This specification aims to implement the 4.2.2.2/Submission Information Package (SIP) reference definition from the OAIS Reference Model (Pink pre-magenta book / September 2019 - ISO 14721).
- Consumer - The role played by those persons, or client systems, who interact with OAIS services to find preserved information of interest and to access that information in whatever level of detail is allowed.
- Producer - The role played by those persons or client systems that provide the information to be preserved.
- OAIS - The system.
Submission Information Packages (SIPs) are the packages sent by Producers to the CERN OAIS. It is the purpose of this document to provide a formal specification of how these packages must be produced.
In practise, this represents the (initial) negotiation between the information Producer and the OAIS on the form and the details of the SIPs.
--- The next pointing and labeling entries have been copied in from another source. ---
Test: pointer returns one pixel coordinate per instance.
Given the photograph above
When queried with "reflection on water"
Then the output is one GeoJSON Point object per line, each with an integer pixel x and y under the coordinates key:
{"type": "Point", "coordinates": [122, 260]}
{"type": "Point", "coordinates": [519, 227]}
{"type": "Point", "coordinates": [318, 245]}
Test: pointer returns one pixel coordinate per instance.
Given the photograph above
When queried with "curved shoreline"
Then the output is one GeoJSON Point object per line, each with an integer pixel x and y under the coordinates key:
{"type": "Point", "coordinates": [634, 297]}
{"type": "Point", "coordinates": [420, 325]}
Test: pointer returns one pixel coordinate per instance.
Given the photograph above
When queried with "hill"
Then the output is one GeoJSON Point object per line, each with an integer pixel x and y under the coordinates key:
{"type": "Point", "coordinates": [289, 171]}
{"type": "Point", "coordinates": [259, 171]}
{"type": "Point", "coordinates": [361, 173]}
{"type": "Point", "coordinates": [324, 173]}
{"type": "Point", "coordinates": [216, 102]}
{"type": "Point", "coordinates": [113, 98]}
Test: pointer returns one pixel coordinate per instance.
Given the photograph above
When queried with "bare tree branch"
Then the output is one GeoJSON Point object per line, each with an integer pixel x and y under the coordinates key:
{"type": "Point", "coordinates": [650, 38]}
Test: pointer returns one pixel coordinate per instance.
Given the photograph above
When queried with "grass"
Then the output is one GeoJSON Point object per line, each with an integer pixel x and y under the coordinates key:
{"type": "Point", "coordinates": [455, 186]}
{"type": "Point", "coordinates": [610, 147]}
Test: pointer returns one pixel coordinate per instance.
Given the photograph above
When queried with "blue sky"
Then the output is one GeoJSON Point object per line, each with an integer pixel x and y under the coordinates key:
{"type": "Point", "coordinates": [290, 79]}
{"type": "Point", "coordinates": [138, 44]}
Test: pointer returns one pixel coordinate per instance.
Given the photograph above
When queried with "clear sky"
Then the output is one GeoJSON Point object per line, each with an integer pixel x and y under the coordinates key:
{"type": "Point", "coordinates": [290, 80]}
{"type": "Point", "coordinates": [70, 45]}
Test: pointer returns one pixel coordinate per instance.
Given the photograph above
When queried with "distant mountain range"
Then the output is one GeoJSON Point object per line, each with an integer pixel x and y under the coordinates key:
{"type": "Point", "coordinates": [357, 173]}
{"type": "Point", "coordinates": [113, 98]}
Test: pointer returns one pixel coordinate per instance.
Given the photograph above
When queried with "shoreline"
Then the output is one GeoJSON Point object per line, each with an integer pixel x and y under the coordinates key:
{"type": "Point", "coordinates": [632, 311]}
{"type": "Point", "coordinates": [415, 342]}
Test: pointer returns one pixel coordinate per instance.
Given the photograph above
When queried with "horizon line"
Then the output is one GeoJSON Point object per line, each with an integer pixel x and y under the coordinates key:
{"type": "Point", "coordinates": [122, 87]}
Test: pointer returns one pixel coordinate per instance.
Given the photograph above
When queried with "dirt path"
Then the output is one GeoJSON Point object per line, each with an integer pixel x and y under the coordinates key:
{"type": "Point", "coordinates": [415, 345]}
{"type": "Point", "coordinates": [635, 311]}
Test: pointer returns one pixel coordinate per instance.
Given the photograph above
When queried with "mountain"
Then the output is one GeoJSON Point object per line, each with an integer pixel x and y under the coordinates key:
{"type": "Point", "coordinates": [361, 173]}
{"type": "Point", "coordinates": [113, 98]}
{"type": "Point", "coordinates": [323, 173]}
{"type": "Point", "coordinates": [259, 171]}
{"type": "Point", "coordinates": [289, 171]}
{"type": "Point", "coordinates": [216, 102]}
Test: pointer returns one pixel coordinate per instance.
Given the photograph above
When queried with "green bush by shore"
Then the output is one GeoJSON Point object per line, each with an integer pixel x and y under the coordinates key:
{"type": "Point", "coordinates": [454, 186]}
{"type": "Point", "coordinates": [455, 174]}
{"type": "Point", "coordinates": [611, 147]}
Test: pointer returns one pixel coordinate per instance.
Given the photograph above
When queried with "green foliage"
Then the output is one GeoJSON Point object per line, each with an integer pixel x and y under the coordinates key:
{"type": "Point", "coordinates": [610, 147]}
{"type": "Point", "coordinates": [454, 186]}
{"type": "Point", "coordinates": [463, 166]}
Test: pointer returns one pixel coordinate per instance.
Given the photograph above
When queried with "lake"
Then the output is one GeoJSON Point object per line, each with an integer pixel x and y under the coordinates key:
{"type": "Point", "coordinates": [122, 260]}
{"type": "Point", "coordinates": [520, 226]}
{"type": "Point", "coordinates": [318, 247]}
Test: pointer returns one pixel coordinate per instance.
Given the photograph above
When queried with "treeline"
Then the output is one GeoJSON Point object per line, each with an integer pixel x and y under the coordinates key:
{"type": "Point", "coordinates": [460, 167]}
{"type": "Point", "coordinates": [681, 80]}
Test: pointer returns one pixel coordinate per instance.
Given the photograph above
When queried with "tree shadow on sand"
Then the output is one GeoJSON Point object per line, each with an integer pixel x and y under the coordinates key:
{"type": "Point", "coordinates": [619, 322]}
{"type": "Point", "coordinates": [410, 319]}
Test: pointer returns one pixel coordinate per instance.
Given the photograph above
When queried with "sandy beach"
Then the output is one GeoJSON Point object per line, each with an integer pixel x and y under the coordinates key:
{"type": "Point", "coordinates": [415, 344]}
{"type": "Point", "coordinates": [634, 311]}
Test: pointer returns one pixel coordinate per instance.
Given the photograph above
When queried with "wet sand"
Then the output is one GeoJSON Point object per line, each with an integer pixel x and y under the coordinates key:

Additional steps must be taken (such as SIGNING) and more requisites can be agreed upon.
A SIP consists in Content Information and various kind of information necessary to assure that those data can be maintained by the OAIS and that the data can be interpreted and consumed by Consumers who access the information from the OAIS in the future.
Each SIP must provide:
- Content Information: the original target of preservation. It's composed of a. the Content Data Object (the original bytestream) b. and its Representation Information.
Content Information is further described by:
- PDI Preservation Description Information (with its Representation Information) The PDI must include information that is necessary to adequately preserve the particular Content Data Object with which it is associated: a. Reference Information - identifies, and if necessary describes, one or more mechanisms used to provide assigned identifiers for the Content Data Object. It also provides those identifiers that allow outside systems to refer, unambiguously, to this particular Content Data Object. b. Context Information - documents the relationships of the Content Data Object to its environment. c. Provenance Information - documents the history of the Content Data Object. This tells the origin or source of the Content Data Object, its Information Properties to be preserved (Transformational Information Properties), any changes that may have taken place since it was originated, and who has had custody of it since it was originated, providing an audit trail for the Content Data Object. d. Fixity Information - provides the data integrity checks or validation/verification keys used to ensure that the particular Content Data Object has not been altered in an undocumented manner. e. Access Right Information - identifies the access restrictions pertaining to the Content Data Object, including the legal framework, licensing terms, and access control.
To help understand in which ways the following specification provides this information, each of these requirements are pointed at by "markers" enclosed in square brackets (e.g. the file implementing the point 1.a here is marked with [1a]). Some requisites can be satisfied by more than one element.
A SIP usually contains some of the PDI, while more can be added in the AIP (e.g. metadata about the digitation or preservation process, to be added as "Provenance Information" in the AIP).
If not otherwise specified (e.g. marked with "optional"), each element described here is mandatory. The SIP won't be validated and accepted in the OAIS if those requirements aren't satified.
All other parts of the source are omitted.